Use this form when you need to collect complete intake details for a prospective resident, including contacts, medical history, medications, insurance, and decision-maker info. It helps you assess fit, set care levels, and plan a safe move-in date. It is ideal during a hospital discharge to long-term care, when a family caregiver can no longer meet needs, or when you compare facilities before choosing. To shape care goals and staffing, pair the application with the Nursing care plan form. For diet needs or allergies, reference the Nutrition care plan form. If the resident is transferring from home health services, include the Home health certification and plan of care form to maintain continuity.

Must Ask Nursing Home Application Questions

  1. Who is the resident's legal representative and primary contact, and how can we reach them?

    This identifies who can consent, make decisions, and provide accurate history. If a private caregiver will continue supporting the resident, the Home care aide registration form helps you onboard them properly.

  2. What assistance does the resident need with daily activities (mobility, bathing, dressing, toileting, eating, cognition)?

    Clear ADL needs guide room selection, equipment, and staffing levels from day one. If end-of-life support is expected, the Hospice care checklist form can clarify goals and comfort measures.

  3. What diagnoses, medications, allergies, and infection risks should we know about?
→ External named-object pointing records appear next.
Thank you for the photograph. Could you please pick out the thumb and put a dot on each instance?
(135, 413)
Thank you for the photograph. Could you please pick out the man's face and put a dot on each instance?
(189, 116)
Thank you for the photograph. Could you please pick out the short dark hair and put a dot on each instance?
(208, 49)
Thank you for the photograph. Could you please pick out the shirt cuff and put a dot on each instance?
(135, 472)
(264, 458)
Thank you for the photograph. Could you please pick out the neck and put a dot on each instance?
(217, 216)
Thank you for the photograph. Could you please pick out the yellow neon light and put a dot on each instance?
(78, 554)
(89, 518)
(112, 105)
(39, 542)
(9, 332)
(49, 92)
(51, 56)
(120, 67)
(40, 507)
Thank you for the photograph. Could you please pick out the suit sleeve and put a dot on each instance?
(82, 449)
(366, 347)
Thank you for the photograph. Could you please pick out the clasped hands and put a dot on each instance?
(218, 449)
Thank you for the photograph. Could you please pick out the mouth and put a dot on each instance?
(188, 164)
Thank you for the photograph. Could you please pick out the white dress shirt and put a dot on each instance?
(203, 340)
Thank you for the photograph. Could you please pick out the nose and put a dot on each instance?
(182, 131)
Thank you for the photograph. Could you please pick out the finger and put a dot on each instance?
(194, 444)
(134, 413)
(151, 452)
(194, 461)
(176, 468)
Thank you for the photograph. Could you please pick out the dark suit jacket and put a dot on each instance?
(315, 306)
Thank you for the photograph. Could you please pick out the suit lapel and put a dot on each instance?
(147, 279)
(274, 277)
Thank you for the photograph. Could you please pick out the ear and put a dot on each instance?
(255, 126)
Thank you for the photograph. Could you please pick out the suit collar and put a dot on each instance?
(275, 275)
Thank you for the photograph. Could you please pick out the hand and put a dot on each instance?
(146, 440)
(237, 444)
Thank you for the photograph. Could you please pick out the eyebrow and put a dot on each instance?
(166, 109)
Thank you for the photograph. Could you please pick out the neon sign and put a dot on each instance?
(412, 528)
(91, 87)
    These details reduce medication errors and help you follow safety protocols. They also inform diet, therapy, and monitoring plans.

  4. What insurance plans and payment sources will cover care?

    Knowing coverage up front speeds verification and prevents billing delays. It also helps you set the correct payer, authorizations, and deposit needs before admission.

  5. Who currently provides care, and has the resident had recent hospital or rehab stays?

    Current providers and recent discharges reveal active orders, mobility status, and follow-ups you must continue. Request discharge summaries and contact info so your team can coordinate a smooth transition.